© JUNGE FREIHEIT Verlag GmbH & Co. KG www.jungefreiheit.de 32/21 / 06. August 2021

Der Flaneur
Alle sind so freundlich
Paul Leonhard

So viel Freundlichkeit an diesem Sonntagmorgen. Und so viel Sicherheit. Gerade bin ich abgetastet worden. „Das in der Seitentasche ist sicher ein Schlüssel?“ fragt der Mann in der Uniform eines privaten Sicherheitsdienstes höflich. Ich nicke und beeile mich, den Bund aus der Tasche zu ziehen und ihm zu zeigen. Ja, er hat recht. Ein echter Profi. Und natürlich darf er den gewünschten Blick in meinen Stadtrucksack werfen, nachdem ich seine Frage nach Glasflaschen verneint habe. 

Trotzdem bleibt er mißtrauisch. Fotografieren sei hier aber verboten, werde ich belehrt, als er die Kamera entdeckt. Ich nicke erneut und werde von ihm, dessen Augen noch einmal freundlich über mich gleiten, zur nächsten Station geschickt.

Ich nicke und bekomme einen Stempel in meinen seit 20 Jahren nicht mehr benutzten gelben Paß.

Alles ist durchorganisiert, mit echter deutscher Gründlichkeit. Ich stehe mit anderen in einer langen Reihe, einem Schlangenkörper gleich. Wie bei der Handgepäckkontrolle internationaler Flughäfen begegnet man den anderen Wartenden immer wieder. Wie üblich werde ich ausgerechnet dem Schalter zugewiesen, an dem die Kontrolle am langsamsten vor sich geht. 

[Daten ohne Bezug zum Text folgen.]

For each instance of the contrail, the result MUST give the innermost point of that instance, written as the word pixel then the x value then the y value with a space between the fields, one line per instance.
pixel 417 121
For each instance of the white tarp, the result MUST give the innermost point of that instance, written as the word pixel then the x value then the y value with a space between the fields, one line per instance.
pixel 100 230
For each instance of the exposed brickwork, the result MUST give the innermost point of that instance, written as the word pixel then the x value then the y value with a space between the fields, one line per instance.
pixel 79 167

Eine junge Frau blättert die von mir vorgelegten Papiere. Alles in Ordnung. Ein noch jüngerer Mann weist mich ein. Bis zu einem weißen Band soll ich gehen. Ich sehe aber keins und setze mich einfach auf einen freien Stuhl. Prompt werde ich zurückgeschickt. Das weiße Band entpuppt sich als ein von vielen Schuhen grau gewordener Aufkleber auf dem Boden.

Eine blondierte schmale Frau mit leichtem Silberblick stellt sich mir als Ärztin vor. Sie spricht ein gebrochenes Deutsch mit slawischem Akzent, das ich kaum verstehe. Ich nicke einfach ergeben und bekomme einen Stempel in meinen seit einer Reise durch Westafrika vor 20 Jahren unbenutzten Impfpaß. 

Fachärztin für Plastische Chirurgie, entziffere ich zurück auf dem Gang. 20 Schritte weiter jagt mir eine robuste Frau eine Nadel in den Arm, was ich gar nicht spüre. Dafür spult mein Gedächtnis den abgespeicherten vorwurfsvollen Satz einer Freundin vor, ich wolle doch nicht etwa Teil dieses weltweiten Gentests werden. 

Doch. Denn ich bin flugsüchtig, will endlich wieder reisen, raus aus diesem Land. Die Schmerzen am Arm kommen erst später.